If you’re unsure which area in your home is best for your plant, take a look at this guide below.

  • North-facing window: Receives small amounts of natural light. Ideal for low-light plants.
  • South-facing window: Receives a lot of indirect natural light. Ideal for bright-light plants.
  • East-facing window: Receives little sunlight and occasionally bright, indirect light. Ideal for low to medium-light plants.
  • West-facing window: Receives direct sunlight. Ideal for most indoor plants.

3.   Wrong Pot Size

Another issue that some people are unaware of is that repotting your plant in the improper pot size might kill it.

For example, if you place your houseplant in an overly large container, the soil will dry slowly and remain damp. Excess water, as previously said, can cause root rot. Plus, the plant will be unable to absorb the nutrients from the soil.

On the other hand, if you use a tiny container, the soil will dry up much faster, and your plant will become root-bound. Moreover, if your houseplant grows too large for its container, it may topple over.

How to Pick the Right Pot Size

It’s really simple; buy a pot that’s at least one inch larger than the diameter of your plant’s root mass.

However, if you anticipate rapid growth, choose a container that’s three to four inches wider.

Someone using pots with drainage holes

Can a Plant Live Forever?

A plant that is given everything it needs to survive and has the capacity to grow continuously may live for years, even decades. However, every plant is bound to die one day.

In Japan, for example, Bonsai trees have been estimated to live up to 800 years with adequate care.

There’s even the prickly cycad on display in the Palm House at the Royal Botanical Gardens. This cycad has been recognized as the oldest potted plant in the world by the Guinness Book of Records.

However, you probably want something a bit more compact for your house!

Overall, given the appropriate conditions, it’s possible for a plant to survive for centuries. This, of course, excludes annuals, which are plants that exist for only one season.

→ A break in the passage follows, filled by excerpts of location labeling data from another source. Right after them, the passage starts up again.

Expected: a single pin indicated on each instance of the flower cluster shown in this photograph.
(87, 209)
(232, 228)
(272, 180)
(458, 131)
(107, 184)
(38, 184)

Reader Also Checked: 7 Houseplants That Like Moist Soil

Can a Houseplant Die of Old Age?

The simple answer is yes. Even if a plant has everything it requires, it’s still bound to die one day. Yet, it can still be quite hard to label a plant as mature or old.

After all, plants could age as a result of a number of events that occur over the course of their life. Generally, we can classify the life cycle of a plant into six stages:

  1. Germination
  2. Seed production
  3. Development
  4. Blooming and fruiting
  5. Senescence
  6. Death

During the senescence stage of a plant, it gradually loses its capacity to regenerate cells and tissues until it dies.

The Takeaway

Almost everything has a life expectancy; your possessions, your pets, even you!

When it comes to houseplants, this isn’t always the case, which begs the question: how long do houseplants live?

A houseplant has an average lifetime of 2-5 years. However, the life expectancy is determined by the amount of care it receives and how long this species can last.

If you look after your potted plant, it can survive for years, if not decades. If you don’t, it most likely won’t last a month before it withers and dies.